= Chuck Roberts =

American broadcast journalist

Charles S. Roberts (born October 25, 1950, Santa Fe, New Mexico) is an American broadcast journalist, most notable for being the former weekday news anchor on Headline News, based at CNN's world headquarters in Atlanta, Georgia. He was the longest-serving anchor among the CNN networks, anchoring weekday broadcasts on what would later be known as HLN from that network's debut as CNN2 on January 1, 1982—when he was the first anchor on its airwaves—until his retirement on July 30, 2010.

From 1973–1975, Roberts anchored the evening news at KRGV-TV in Texas. Before joining KRGV, he was a newscaster at WHB Radio in Kansas City, Missouri from 1971–1973. From 1970–1971, he anchored morning newscasts at KOMU-TV, the NBC affiliate in Columbia, Missouri.

During his time at Headline News, Roberts led the network's coverage for each national election. In 1989, Roberts reported from a rooftop in Charleston, South Carolina, on Hurricane Hugo's arrival. In 1985, he reported live on the trial of Wayne Williams, who was convicted in the Atlanta child murders case. In 2003, the U.S. Army Forces Command in Atlanta asked Roberts to host the 228th birthday celebration of the U.S. Army.

Before joining Headline News, Roberts was the principal weeknight anchor at KMTV in Omaha, Nebraska. During that time, he conducted an exclusive interview with serial killer Caril Ann Fugate for KMTV and flew aboard the Strategic Air Command post-nuclear-attack airborne command post "Looking Glass".

Roberts is a member of the Atlanta Press Club and the National Society of Professional Journalists. He is a recipient of the 1971 University of Missouri Faculty/Student Award for Outstanding Journalism and, in 1998, was inducted into the New Mexico Military Institute's Hall of Fame for "lifetime achievement in service to the ideals of America."

Roberts is a graduate of the New Mexico Military Institute (NMMI), a State of New Mexico supported educational institution located in Roswell, New Mexico. He earned a bachelor's degree in journalism from the University of Missouri. He volunteers with Project for Humanity causes in Atlanta.

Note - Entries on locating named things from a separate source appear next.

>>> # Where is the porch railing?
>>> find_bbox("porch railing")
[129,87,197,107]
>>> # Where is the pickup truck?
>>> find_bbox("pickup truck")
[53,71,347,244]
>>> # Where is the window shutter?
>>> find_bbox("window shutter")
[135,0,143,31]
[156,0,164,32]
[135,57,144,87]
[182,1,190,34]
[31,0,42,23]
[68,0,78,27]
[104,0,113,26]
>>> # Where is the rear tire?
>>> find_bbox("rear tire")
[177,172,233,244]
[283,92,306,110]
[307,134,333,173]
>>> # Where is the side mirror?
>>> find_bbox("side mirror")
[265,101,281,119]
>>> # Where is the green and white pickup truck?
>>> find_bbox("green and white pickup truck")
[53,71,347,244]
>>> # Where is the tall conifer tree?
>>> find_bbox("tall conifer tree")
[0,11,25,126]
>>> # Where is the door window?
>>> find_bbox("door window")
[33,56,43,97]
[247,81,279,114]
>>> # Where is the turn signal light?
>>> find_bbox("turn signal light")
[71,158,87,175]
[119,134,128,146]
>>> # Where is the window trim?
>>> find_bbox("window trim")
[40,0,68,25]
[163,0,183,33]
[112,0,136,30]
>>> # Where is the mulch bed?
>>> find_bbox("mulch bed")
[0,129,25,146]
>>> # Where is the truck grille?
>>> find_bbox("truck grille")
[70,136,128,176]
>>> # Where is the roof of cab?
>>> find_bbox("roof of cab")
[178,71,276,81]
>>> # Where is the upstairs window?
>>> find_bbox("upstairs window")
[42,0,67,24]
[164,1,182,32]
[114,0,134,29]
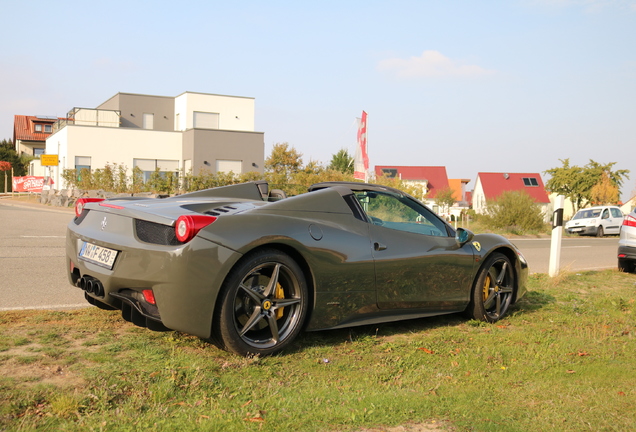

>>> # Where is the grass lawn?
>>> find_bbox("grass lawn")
[0,270,636,432]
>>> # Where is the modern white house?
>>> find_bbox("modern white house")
[45,92,265,188]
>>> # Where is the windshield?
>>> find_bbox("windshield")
[572,209,601,219]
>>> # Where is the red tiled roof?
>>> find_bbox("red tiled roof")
[477,173,550,204]
[375,165,449,198]
[13,115,57,142]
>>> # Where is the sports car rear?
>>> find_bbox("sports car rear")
[66,201,240,338]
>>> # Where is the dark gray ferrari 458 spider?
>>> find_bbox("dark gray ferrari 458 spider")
[66,181,528,355]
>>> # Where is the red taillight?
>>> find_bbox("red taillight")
[141,290,157,304]
[623,215,636,227]
[75,198,104,217]
[174,215,216,243]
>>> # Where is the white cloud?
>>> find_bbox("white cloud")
[378,50,495,78]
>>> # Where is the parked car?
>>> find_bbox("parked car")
[565,206,623,237]
[618,209,636,272]
[66,181,528,355]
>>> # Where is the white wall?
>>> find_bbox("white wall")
[46,125,183,189]
[174,92,254,132]
[473,177,486,214]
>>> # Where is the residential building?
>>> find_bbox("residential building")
[375,165,470,218]
[473,173,551,217]
[46,92,265,188]
[375,165,449,201]
[13,115,64,157]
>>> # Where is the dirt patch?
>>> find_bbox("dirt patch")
[348,421,455,432]
[2,357,85,387]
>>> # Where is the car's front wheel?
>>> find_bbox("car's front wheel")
[212,250,308,355]
[466,253,516,323]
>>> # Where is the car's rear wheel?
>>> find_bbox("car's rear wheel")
[466,253,516,323]
[212,250,308,355]
[618,258,636,273]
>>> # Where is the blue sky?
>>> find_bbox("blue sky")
[0,0,636,198]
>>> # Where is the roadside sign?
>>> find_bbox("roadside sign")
[40,155,58,166]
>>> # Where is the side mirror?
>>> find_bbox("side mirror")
[455,228,475,247]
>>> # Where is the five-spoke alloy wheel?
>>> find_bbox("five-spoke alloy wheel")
[467,253,516,323]
[213,250,308,355]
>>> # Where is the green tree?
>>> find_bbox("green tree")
[329,149,353,174]
[590,172,620,204]
[544,159,629,212]
[265,143,303,185]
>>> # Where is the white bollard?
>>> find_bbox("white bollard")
[548,195,564,277]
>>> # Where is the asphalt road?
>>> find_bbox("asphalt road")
[0,199,87,311]
[512,236,618,273]
[0,199,618,311]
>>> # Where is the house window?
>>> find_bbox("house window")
[216,159,243,174]
[382,168,397,178]
[194,111,219,129]
[141,113,155,129]
[75,156,91,180]
[133,159,179,183]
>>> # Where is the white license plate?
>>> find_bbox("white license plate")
[79,242,117,270]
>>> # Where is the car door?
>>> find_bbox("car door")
[602,207,623,234]
[356,191,474,310]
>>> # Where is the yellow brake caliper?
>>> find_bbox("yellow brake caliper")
[274,283,285,319]
[483,275,490,301]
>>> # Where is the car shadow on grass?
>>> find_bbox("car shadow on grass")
[294,291,556,353]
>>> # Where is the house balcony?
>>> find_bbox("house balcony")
[53,108,121,133]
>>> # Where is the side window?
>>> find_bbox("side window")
[355,191,448,237]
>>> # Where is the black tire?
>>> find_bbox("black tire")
[466,253,516,323]
[618,259,636,273]
[212,249,308,356]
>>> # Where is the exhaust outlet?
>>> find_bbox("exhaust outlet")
[86,278,95,294]
[93,279,104,297]
[76,276,104,297]
[77,277,86,291]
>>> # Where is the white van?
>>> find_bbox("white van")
[565,206,623,237]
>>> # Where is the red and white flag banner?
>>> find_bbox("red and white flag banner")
[353,111,369,182]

Roberts became known nationally in the summer of 2006 for referring in a question to Connecticut Senate candidate Ned Lamont as the "al-Qaeda" candidate. However, a Google search on August 12, 2006, showed no reference on the Internet in which someone referred to Lamont as such. Nevertheless, Roberts' comment led to calls in the blogosphere for an apology. On August 13, 2006, Arianna Huffington, in an interview with CNN, demanded that Roberts be held accountable for his comment and wondered why he wasn't "demoted to covering Paris Hilton or entertainment news where the truth doesn't matter.". Roberts apologized on air to Lamont during the afternoon of August 15, 2006, saying, "...I posed [the question] badly, stupidly..."

Today, Roberts works at WYAY Newsradio 106.7 in Atlanta, and serves as a consultant to them and its owner, Cumulus Media. He also provides reports for the station.